Los dragones están dormidos. Y, en ese estado, detienen el tiempo. Refulgen las piezas de oro bajo sus garras y la noche no lo es hasta que despiertan por cualquier motivo. Con un ojo abierto y el otro cerrado escrutan el espacio oscuro de sus guaridas, olfatean las sombras, cambian de postura el vientre dolorido, desperezan las alas, comprueban que el príncipe que ha de matarles aún no ha llegado y, tranquilos y confiados entonces, duermen de nuevo un tiempo detenido.

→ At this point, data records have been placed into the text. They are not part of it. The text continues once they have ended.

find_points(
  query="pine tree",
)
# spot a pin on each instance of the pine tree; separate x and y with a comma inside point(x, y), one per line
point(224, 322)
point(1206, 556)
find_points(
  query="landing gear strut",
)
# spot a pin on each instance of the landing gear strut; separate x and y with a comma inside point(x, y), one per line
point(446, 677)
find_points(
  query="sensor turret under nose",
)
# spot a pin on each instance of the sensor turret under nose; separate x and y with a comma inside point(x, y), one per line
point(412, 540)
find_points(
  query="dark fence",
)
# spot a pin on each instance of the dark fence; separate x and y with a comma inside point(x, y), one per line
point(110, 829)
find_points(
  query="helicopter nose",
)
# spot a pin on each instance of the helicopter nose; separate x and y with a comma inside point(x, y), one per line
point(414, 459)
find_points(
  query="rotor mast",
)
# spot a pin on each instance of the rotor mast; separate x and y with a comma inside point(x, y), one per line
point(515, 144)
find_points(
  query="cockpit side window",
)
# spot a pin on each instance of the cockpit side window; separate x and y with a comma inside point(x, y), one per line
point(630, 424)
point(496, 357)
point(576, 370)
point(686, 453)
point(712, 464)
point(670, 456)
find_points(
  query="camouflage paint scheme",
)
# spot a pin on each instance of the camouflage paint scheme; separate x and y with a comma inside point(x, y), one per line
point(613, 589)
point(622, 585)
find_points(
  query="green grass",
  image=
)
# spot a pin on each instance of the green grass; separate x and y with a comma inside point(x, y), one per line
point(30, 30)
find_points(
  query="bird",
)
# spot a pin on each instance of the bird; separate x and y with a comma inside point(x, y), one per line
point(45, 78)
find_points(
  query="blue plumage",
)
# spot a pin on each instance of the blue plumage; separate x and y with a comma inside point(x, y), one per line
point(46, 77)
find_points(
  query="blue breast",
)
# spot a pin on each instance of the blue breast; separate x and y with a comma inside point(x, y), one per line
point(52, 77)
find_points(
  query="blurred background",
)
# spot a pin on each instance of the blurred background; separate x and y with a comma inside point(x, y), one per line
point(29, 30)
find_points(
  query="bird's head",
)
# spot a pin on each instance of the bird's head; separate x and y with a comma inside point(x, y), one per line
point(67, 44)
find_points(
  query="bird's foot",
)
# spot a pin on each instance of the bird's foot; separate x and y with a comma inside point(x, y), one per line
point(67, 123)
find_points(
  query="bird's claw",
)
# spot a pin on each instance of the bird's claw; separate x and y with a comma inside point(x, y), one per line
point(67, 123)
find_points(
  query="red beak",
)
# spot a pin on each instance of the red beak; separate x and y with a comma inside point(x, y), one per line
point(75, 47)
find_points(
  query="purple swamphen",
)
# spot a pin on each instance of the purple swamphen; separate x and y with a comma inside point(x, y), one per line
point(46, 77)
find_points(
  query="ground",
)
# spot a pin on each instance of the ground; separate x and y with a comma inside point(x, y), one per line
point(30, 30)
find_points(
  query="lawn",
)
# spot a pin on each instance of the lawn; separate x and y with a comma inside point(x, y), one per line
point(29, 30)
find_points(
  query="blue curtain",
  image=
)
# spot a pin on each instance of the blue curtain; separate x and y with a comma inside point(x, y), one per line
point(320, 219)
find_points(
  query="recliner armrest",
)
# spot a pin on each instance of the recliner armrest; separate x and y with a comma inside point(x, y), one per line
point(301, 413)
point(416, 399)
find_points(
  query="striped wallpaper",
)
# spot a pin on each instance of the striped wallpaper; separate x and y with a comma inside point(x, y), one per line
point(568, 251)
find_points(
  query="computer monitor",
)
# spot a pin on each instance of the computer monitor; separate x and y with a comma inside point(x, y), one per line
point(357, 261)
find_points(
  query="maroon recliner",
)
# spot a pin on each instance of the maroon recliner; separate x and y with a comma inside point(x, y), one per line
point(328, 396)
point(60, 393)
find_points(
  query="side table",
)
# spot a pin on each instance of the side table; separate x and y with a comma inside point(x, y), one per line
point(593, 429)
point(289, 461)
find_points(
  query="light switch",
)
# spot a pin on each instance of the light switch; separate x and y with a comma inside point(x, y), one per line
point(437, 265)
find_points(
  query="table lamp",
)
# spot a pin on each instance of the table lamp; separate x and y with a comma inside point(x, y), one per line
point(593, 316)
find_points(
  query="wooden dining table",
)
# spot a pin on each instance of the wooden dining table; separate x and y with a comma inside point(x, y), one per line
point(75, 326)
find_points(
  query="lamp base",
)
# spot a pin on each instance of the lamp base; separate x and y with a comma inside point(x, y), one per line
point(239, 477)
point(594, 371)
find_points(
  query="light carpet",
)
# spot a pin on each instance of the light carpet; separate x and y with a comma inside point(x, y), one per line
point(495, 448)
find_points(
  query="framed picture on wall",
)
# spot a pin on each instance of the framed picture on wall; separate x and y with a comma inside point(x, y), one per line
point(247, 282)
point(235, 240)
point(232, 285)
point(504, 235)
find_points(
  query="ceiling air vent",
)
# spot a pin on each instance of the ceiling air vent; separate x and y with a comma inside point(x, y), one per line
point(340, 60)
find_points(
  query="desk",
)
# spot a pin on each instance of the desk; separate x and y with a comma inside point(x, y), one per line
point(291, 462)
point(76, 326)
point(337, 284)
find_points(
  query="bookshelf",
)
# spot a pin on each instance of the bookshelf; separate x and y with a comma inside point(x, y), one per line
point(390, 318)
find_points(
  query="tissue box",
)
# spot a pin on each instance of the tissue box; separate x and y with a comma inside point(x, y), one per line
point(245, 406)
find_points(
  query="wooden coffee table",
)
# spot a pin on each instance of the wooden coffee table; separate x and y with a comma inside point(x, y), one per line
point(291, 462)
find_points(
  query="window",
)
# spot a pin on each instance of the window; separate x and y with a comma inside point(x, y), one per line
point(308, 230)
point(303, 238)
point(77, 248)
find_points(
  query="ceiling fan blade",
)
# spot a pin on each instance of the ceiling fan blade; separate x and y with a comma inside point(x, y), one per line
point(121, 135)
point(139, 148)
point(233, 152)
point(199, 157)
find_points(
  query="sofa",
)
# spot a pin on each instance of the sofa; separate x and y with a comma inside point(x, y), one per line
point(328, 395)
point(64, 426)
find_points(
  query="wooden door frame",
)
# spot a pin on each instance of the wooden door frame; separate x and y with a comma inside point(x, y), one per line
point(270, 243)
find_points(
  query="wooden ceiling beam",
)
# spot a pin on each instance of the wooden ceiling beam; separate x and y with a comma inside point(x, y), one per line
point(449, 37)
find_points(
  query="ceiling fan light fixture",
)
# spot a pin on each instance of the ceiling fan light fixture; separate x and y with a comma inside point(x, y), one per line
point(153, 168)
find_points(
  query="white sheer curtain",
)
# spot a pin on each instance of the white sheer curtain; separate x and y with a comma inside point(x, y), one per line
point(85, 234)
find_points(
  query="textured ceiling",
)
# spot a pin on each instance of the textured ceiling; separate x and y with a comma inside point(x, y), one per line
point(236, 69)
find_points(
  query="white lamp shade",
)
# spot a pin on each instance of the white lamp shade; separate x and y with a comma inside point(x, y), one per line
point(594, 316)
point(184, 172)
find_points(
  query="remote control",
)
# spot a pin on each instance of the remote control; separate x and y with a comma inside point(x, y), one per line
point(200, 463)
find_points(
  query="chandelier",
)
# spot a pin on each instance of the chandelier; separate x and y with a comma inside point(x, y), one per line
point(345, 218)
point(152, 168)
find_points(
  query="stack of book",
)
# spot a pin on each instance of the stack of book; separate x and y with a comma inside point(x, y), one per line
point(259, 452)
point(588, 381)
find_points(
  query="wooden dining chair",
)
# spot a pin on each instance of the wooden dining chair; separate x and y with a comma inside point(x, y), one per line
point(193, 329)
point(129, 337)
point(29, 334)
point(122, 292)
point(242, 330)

Capote decía que no era capaz de vencer a sus dragones ni cuando estaban dormidos, que las pastillas que le recetó el nuevo psiquiatra le dejaban la boca pastosa y le provocaban temblor en las manos, que una de veinte era la noche que dormía bien y no tenía sueños en tres dimensiones, que prefería a la psiquiatra que le veía antes, la rubia que nunca me dijo tendrás que dejar de fumar. Y no pienso hacerlo, porque sólo así consigo que esos putos dragones se guarden el fuego dentro.
Capote entraba en la consulta, decía buenos días, médico, se quitaba la americana de pana negra y la colgaba con cuidado en el respaldo de la silla. Se sentaba, cruzaba la pierna derecha sobre la izquierda y mirándote a los ojos decía, médico, hoy quisiera hablarle de dragones.